The recent completion of the maize (corn) genome sequence gives us pause to think about the historical connection between agriculture and eugenics.  It also causes us to consider why the leading American eugenicist, Charles Davenport, failed take greater stock in the corn research going on at one of several institutions he presided over at Cold Spring Harbor.

Especially in the United States, eugenics was firmly grounded in agriculture. Many of the leaders of the American movement had backgrounds in plant and animal breeding. For example, prior to becoming superintendent of the Eugenics Record Office (ERO) at Cold Spring Harbor, Harry Laughlin had corresponded with Davenport about their shared interest in breeding fancy chickens. During the first decade of the 20th century, Davenport was secretary of the eugenics section of the American Breeders Association, and his slight book made clear the agricultural connection, “Eugenics: The Science of Human Improvement by Better Breeding.”

Another of Davenport’s Cold Spring Harbor institutions, the Carnegie Station for Experimental Evolution, also followed an agricultural bent. Its researchers used domestic plants and animals to set up controlled experiments to test evolutionary theory. At the same time that Laughlin and Davenport were establishing the ERO in 1910, Carnegie researcher George Harrison Shull was finishing a series of experiments on hybrid vigor in corn. For several generations he bred individual corn plants against themselves, watching as each inbred line grew less productive and more susceptible to disease. However, crossing two inbred lines maximized heterozygous traits and produced vigorous, highly productive offspring.

Shull’s work on hybrid vigor flew in the face of the eugenic pronouncement of “like with like” and the ERO’s campaign against inter-racial marriages. Race Crossing in Jamaica, published in 1929, was Davenport’s final attempt to provide a scientific rationale for racial purity. After more than 400 pages of data and analysis the best he could conclude was that that race mixing produced  “physical, mental, and instinct disharmonies.” On mental tests, he judged a higher proportion of  “browns” in Jamaica were “muddled and wuzzle-headed,” whatever that means. Eugenicists extended the concept of race to different ethnic and religious groups, so eugenics provided the Nazis a “scientific” justification for their ban on inter-racial marriages between Germans and Jews that began the march to the Holocaust.
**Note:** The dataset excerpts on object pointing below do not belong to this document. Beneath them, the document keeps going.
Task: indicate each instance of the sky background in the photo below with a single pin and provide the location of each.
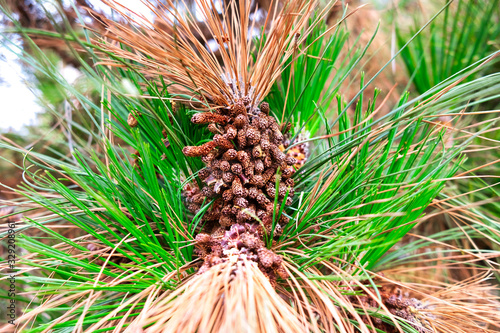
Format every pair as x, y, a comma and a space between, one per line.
18, 102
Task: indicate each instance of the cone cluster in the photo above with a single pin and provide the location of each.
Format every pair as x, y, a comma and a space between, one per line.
246, 170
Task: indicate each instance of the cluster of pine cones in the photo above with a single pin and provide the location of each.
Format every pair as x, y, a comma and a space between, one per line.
246, 170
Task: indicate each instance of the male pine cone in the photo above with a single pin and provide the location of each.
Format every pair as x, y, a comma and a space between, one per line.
245, 170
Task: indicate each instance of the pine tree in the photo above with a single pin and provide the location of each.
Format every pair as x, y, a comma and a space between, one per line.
231, 188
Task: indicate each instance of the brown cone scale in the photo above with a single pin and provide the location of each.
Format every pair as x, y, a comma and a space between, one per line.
242, 164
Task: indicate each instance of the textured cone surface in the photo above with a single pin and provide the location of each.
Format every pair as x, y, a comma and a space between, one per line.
245, 171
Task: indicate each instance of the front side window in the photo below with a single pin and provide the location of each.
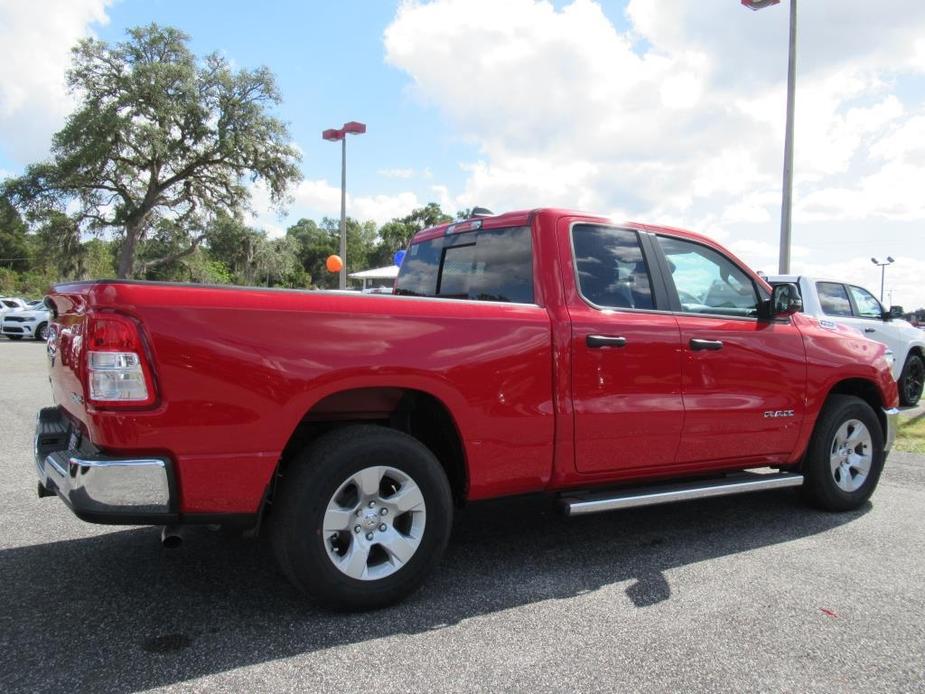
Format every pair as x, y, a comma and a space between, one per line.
833, 298
707, 281
612, 271
487, 265
867, 305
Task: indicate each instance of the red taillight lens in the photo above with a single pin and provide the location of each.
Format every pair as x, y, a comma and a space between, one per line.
118, 373
111, 333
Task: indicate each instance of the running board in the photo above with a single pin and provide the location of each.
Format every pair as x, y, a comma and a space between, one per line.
668, 493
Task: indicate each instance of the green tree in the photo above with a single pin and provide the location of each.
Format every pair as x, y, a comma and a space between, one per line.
313, 245
397, 234
57, 250
159, 135
14, 246
99, 259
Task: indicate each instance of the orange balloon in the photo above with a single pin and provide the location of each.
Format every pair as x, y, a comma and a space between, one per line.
334, 263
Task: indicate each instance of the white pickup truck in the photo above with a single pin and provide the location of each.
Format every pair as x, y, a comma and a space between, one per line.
856, 307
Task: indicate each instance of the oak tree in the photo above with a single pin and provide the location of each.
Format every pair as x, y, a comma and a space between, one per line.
159, 135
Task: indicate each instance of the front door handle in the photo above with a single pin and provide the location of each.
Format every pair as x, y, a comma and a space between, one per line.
605, 341
697, 344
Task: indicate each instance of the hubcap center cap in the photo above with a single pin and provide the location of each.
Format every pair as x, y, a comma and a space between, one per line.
370, 519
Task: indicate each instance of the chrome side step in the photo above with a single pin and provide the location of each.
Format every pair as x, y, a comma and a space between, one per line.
668, 493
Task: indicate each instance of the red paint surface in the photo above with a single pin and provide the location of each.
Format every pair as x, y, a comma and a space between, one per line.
236, 370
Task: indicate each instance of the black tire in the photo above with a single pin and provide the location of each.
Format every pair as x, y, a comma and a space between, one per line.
309, 484
820, 486
911, 380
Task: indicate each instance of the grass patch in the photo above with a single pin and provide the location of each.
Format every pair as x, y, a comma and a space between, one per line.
910, 435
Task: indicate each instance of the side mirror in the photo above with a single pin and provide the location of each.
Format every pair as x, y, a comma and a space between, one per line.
785, 301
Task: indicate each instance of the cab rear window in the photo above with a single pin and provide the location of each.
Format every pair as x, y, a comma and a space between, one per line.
486, 265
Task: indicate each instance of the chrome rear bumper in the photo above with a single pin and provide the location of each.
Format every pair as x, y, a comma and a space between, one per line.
98, 488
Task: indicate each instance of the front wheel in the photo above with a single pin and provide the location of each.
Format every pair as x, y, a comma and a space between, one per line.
845, 455
361, 517
911, 380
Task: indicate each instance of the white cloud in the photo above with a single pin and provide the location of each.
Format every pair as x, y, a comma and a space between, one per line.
35, 43
679, 118
396, 173
319, 198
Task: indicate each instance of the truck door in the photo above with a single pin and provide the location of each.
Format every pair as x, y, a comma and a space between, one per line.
743, 378
626, 352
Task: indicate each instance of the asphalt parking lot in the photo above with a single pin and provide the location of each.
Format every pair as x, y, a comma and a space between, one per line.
754, 592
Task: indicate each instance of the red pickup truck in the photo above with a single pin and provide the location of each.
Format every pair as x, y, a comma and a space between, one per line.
541, 351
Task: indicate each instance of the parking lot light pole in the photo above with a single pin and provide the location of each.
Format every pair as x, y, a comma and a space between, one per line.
333, 135
889, 261
787, 193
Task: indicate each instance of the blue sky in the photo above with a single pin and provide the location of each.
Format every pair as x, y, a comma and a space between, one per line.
667, 111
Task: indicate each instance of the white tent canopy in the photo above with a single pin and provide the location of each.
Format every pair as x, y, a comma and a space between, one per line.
376, 276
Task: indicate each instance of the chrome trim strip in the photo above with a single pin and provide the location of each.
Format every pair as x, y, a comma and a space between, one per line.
889, 436
664, 494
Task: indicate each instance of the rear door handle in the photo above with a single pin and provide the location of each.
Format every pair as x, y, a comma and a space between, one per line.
605, 341
697, 344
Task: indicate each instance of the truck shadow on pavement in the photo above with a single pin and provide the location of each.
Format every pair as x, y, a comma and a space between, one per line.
116, 612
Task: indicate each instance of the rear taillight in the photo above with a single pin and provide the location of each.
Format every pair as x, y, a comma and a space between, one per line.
118, 374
Ultimately, Shull’s method was used to increase corn yield five-fold in the U.S., whereas the restrictive marriage laws promulgated in the U.S. and Germany led to heartbreak. Of course, Shull’s method of crossing inbred lines could not actually be applied to humans. However, his sense of hybrids accentuating the fundamental qualities of two different biological lines has actually been born out by centuries of harmonious cross-cultural and cross–racial marriages. There never was any biological basis for restricting mixed-race marriages, and eugenicists’ “data” on this subject was colored by bigotry.  People, like corn or any other organism, benefit from gene mixing that increases heterozygous traits.